Bij al deze overwegingen moet beklemtoond worden dat de aanvliegroute van dit wetsvoorstel niet van financiële aard is. Daar is de groep ook te klein voor. Er ligt geen bezuinigingsoogmerk voor. En als die er wel zou zijn, is de opbrengst verwaarloosbaar. De enige aanleiding is de uitspraak van de Hoge Raad dat het huidige onderscheid tussen bloedverwanten en niet-bloedverwanten discriminatoir is.  

De alternatieve oplossing - zoals door een aantal partijen geopperd - is om de bestaande uitzondering uit te breiden tot alle gezamenlijke huishoudingen van niet-bloedverwanten met een zorgbehoefte. Deze theoretische oplossing staat evenwel haaks op de bedoeling van de Participatiewet. De Hoge Raad wijst daar ook op in zijn uitspraak. Immers, de bijstand is het vangnet en sluitstuk van het Nederlandse socialezekerheidsstelsel.

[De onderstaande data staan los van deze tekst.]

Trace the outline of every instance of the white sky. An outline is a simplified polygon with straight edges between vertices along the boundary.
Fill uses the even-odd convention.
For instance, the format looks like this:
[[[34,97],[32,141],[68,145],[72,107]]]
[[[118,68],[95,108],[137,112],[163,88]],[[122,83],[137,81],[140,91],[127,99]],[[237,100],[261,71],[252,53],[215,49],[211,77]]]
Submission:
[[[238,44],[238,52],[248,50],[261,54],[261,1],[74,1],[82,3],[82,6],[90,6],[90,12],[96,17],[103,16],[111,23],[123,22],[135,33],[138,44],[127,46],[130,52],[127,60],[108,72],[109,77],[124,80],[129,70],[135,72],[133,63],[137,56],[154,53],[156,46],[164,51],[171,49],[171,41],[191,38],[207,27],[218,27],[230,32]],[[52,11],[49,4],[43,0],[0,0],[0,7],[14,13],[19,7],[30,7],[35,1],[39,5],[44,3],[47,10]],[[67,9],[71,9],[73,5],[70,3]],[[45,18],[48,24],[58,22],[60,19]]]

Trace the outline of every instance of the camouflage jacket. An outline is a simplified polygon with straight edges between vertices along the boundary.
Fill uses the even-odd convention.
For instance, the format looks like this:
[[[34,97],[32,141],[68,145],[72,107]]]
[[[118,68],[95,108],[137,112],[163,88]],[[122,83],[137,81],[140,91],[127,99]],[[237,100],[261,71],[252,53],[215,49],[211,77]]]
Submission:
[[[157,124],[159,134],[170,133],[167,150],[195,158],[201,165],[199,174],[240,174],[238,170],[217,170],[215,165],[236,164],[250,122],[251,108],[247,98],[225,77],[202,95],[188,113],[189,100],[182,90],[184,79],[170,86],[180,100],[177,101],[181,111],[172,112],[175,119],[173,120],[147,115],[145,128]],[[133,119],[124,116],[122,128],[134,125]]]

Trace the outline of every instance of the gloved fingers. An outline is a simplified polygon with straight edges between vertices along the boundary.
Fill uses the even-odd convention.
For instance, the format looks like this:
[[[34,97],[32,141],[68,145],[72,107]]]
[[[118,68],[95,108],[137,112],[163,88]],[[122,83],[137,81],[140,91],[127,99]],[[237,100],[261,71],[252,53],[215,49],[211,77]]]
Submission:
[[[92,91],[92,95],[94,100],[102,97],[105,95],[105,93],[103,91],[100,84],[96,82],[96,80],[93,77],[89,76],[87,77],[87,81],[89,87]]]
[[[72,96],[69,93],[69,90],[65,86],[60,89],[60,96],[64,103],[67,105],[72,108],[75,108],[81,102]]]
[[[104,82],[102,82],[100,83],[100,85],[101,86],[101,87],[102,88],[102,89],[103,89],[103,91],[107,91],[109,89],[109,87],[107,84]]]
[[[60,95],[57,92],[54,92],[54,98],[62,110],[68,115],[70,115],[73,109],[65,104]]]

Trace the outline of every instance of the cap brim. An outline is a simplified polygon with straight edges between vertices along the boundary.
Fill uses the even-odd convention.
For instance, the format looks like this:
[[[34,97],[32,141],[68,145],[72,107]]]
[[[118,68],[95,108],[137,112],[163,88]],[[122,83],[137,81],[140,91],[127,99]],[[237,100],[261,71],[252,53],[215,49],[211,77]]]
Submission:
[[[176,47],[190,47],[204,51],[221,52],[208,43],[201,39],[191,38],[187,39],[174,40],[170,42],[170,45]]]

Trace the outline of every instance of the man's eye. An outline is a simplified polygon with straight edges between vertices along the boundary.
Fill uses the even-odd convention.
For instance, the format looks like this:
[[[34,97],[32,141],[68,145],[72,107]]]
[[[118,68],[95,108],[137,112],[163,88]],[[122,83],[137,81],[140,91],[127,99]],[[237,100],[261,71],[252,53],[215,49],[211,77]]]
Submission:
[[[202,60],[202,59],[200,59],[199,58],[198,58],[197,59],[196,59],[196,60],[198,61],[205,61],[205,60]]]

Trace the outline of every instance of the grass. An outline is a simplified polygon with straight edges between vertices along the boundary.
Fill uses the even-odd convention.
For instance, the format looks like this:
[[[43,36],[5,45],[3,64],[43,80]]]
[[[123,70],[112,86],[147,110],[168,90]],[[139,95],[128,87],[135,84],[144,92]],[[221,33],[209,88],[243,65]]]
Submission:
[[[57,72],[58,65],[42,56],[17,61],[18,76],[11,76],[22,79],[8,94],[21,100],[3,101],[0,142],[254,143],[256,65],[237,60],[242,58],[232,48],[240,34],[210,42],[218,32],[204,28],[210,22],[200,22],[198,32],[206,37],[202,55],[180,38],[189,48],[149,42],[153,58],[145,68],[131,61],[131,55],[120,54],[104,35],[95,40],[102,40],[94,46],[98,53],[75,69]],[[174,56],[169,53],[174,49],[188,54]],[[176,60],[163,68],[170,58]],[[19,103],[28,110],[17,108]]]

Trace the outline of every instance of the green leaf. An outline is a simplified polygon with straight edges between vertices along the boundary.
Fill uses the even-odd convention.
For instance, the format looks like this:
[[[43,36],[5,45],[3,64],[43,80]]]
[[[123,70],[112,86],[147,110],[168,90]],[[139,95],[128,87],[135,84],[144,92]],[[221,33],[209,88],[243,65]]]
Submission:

Het gezamenlijk inkomen wordt daarbij betrokken in het bepalen van de hoogte van de bijstand. Er is sprake van een partnertoets. Het afwijken van dit leidend principe en het laten varen van de partnertoets vereist een grondige herbezinning van ons bijstandssysteem en dat regelen we niet op een achternamiddag. Dat behoeft een fundamentele discussie die ook andere sociale regelingen raakt. En hier geldt bovendien het primaat van de Tweede Kamer. 

De Hoge Raad heeft bepaald dat de uitzondering voor bloedverwanten in de tweede graad in strijd is met het verbod van discriminatie en daarop acteert de wetgever door de uitzondering te laten vallen. De Raad van State spreekt uit dat de gekozen oplossing van het kabinet past in de systematiek van de Participatiewet. Mijn fractie constateert dat ook het vorige kabinet bij de vormgeving van de Participatiewet niet heeft overwogen om de uitzondering ongedaan te maken en de partnertoets te schrappen. Naast principiële overwegingen die het hart van het bijstandsregime raken, mag ook worden meegenomen dat de alternatieve route jaarlijks meer dan €60 mln structureel vergt. En ook dat lossen we nu niet een-twee-drie op. 

De ChristenUnie-fractie, kortom, is van mening dat we het arrest van de Hoge Raad niet moeten gebruiken om via het voorliggende wetsontwerp de voordelen die bloedverwanten in tweede graad nu genieten, op te schalen tot een voordeel voor alle samengestelde huishoudens waarbij sprake is van zorgbehoefte. Dat is te snel en te weinig doordacht. Deze alternatieve route vraagt diepgaand debat en grondige voorbereiding. Dat overstijgt dit wetsvoorstel. Waar het nu op aankomt is ervoor te zorgen dat het opheffen van het discriminatoir onderscheid tussen bloedverwanten in de tweede graad en niet-bloedverwanten, de nadelige gevolgen voor de eerste groep inperkt en we toezien op ruimhartig overgangsrecht. Op het eerste punt vraag ik om een duidelijke toezegging van de staatssecretaris. Het tweede punt is, zoals gezegd, bij amendement in de Tweede Kamer steviger verankerd. 

Ik zie uit, voorzitter, naar de antwoorden van de staatssecretaris op de vragen van de ChristenUnie-fractie.